Navigation: Resources / Data
Monday, 2017-04-24

Data Sets

List of data sets available for download.

Online News Citation Network

The Online News Citation Network is a sparse citation network between news articles (297,192 edges, 209,207 nodes). It contains citations between online news articles of major German and British news outlets, starting in June 2014. For the creation of the network, only those links between articles were extracted that are embedded in the articles' texts. The data set contains no content of the original articles, but URIs to each individual article are provided. Note that news outlets were added not at once but in steps. Therefore, there exists more data for some outlets and less for others. Most notably, British news outlets were only added starting in July 2015. The data set consists of three files:

newscit_nodes.txt

Format: <article id> <publication date> <news outlet id> <feed type> <article URI>

  • <article id>: article id as an integer value. Note that article ids are not consecutive and not necessarily time ordered.
  • <publication date>: publication date of the article in ISO 8601 format (UTC timezone). In cases where an article is missing a publication date, the date of retrieval is used as substitute.
  • <news outlet id>: name of the newspaper or news source that published the article
  • <feed type>: type of feed that the article was published in (e.g. politics)
  • <article URI>: URI of the article as a http link
newscit_edges.txt

Format: <source article id> <target article id>

  • <source article id>: id of the article that contains a reference link in its text
  • <target article id>: id of the article that is being referenced
newscit_feeds.txt

Format: <news outlet> <feed type> <RSS feed URI> <language> <start date> <article count>

  • <news outlet>: name of the newspaper or news source
  • <feed type>: type of feed that the article was published in (e.g. politics)
  • <RSS feed URI>: URI of the RSS feed
  • <language>: language of the news outlet (English or German)
  • <start date>: date of the first addition of the feed to the data set
  • <article count>: number of articles from this feed in the data set

Download data as zip (9.8 MB compressed, 36 MB uncompressed), data version of November 25, 2016).
[previous versions: 07.2015, 08.2015]

Further details on the network's creation can be found in the original article.

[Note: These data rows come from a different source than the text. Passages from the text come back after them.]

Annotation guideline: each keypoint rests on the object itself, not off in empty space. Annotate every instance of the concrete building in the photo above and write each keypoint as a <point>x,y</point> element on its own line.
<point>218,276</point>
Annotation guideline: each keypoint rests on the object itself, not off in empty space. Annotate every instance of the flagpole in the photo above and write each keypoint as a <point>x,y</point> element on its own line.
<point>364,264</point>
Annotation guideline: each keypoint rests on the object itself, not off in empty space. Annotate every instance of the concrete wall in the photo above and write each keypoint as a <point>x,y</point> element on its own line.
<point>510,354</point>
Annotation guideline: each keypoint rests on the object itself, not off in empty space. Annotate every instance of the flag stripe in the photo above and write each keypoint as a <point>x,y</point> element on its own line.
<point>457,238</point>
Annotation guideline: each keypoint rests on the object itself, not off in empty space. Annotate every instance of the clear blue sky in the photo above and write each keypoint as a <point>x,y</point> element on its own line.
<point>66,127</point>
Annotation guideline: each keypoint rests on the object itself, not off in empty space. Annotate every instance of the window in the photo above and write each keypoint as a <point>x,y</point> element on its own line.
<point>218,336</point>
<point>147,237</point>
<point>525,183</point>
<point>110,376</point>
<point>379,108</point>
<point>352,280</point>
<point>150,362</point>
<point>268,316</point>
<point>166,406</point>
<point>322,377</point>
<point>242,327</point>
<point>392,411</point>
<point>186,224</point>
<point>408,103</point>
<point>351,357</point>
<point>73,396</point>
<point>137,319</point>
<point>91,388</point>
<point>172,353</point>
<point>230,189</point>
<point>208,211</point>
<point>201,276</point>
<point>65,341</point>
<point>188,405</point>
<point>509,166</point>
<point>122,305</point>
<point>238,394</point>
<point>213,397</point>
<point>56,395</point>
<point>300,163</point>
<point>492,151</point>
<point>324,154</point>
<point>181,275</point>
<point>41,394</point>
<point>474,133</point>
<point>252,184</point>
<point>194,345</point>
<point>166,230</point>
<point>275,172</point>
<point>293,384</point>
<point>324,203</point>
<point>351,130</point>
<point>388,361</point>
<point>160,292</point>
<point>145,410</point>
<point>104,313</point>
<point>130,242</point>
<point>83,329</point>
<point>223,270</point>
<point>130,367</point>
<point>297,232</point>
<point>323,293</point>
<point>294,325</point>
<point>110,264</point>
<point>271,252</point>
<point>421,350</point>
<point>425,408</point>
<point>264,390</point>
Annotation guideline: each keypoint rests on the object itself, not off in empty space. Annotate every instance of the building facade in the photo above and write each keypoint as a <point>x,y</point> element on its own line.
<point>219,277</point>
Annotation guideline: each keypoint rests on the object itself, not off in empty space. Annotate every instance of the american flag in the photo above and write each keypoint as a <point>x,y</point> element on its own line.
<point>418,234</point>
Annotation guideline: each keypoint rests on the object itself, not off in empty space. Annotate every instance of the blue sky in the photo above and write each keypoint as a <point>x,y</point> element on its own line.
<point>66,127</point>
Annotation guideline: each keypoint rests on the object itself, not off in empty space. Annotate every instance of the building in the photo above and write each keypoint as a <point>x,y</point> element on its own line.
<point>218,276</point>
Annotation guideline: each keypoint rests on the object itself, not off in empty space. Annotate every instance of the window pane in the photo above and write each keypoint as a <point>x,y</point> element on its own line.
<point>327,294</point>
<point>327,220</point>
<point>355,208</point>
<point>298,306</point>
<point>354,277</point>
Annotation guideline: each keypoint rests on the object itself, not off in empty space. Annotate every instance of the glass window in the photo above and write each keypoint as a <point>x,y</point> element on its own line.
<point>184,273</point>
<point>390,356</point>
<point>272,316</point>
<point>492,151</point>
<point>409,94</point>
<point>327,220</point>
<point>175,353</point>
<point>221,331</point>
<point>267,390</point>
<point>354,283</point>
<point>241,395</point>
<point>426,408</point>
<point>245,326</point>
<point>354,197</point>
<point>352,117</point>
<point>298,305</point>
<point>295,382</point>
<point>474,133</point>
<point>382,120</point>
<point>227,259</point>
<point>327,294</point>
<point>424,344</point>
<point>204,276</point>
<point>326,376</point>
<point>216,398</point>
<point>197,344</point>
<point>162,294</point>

If you use the data for research purposes, please cite this as the source:

A. Spitz and M. Gertz.
Breaking the News: Extracting the Sparse Citation Network Backbone of Online News Articles.
Advances in social networks analysis and mining (ASONAM), 2015
[pdf] [acm] [bibtex] [slides]

 


U.S. Election Days

The data set contains the dates of all U.S. Election Days, which occur annually on the first Tuesday after the first Monday in November (i.e., it varies between November 2 and November 8). Every four years (in years divisible by 4), the Election Day is a presidential Election Day. The data is formatted as a tab-separated txt file with two columns.

Format: <date> \t <type>

  • <date>: date of the Election Day as YYYY-MM-DD
  • <type>: regular or presidential

Download data as zip

The data was originally used as evaluation set for similarity prediction between dates. If you use the data for research purposes, please cite this as the source:

A. Spitz, J. Strötgen, T. Bögel, and M. Gertz.
Terms in Time and Times in Context: A Graph-based Term-Time Ranking Model.
5th Temporal Web Analytics Workshop, Proceedings of the 24th International Conference on World Wide Web Companion (WWW), pages 1375-1380, 2015

 


Wikipedia Social Network

The Wikipedia social network is a weighted, large-scale network of roughly 800k nodes and 70M edges that is constructed from person mentions in the English Wikipedia corpus. Network construction is performed based on co-occurrences of person mentions within the entire Wikipedia corpus and edges are weighted based on the distances of person mentions within the text, before they are aggregated over all co-occurrences of mentions to collapse parallel edges and create a simple graph. The network is designed as a stand-in for large-scale real-world social networks that are otherwise unavailable at this time. Additionally, the network is enriched with community information (e.g. Wikipedia category membership of persons) and additional node attributes (e.g. Wikidata information about professions or the date of birth / death). The network has been shown to possess characteristic structural features of traditional small scale social networks, while its nodes correspond to contemporal and historic figures as opposed to currently used, anonymized large scale social media data sets. The data set consists of four files:

wsn_edgelist-dicos.txt

Contains all edges of the Wikipedia Social Network. Note:
This is the only file that uses a whitespace as separator instead of a tab.
Format: <source person id> <target person id> <edge weight>

wsn_category-person.txt

Contains information of category membership for persons in the network.
Format: <category id> \t <category name> [\t <person id>]*

wsn_person-name-gender-birth-death.txt

Contains additional information for persons in the network
Format: <person id> \t <full name> \t <gender> \t <year of birth> \t <year of death>

wsn_person-occupation.txt

Occupation information for persons in the network. Note:
If a person has multiple occupations, it will occur in multiple rows.
Format: <person id> \t <occupation>

Download data as tar.gz (963 MB compressed, 2.7 GB uncompressed)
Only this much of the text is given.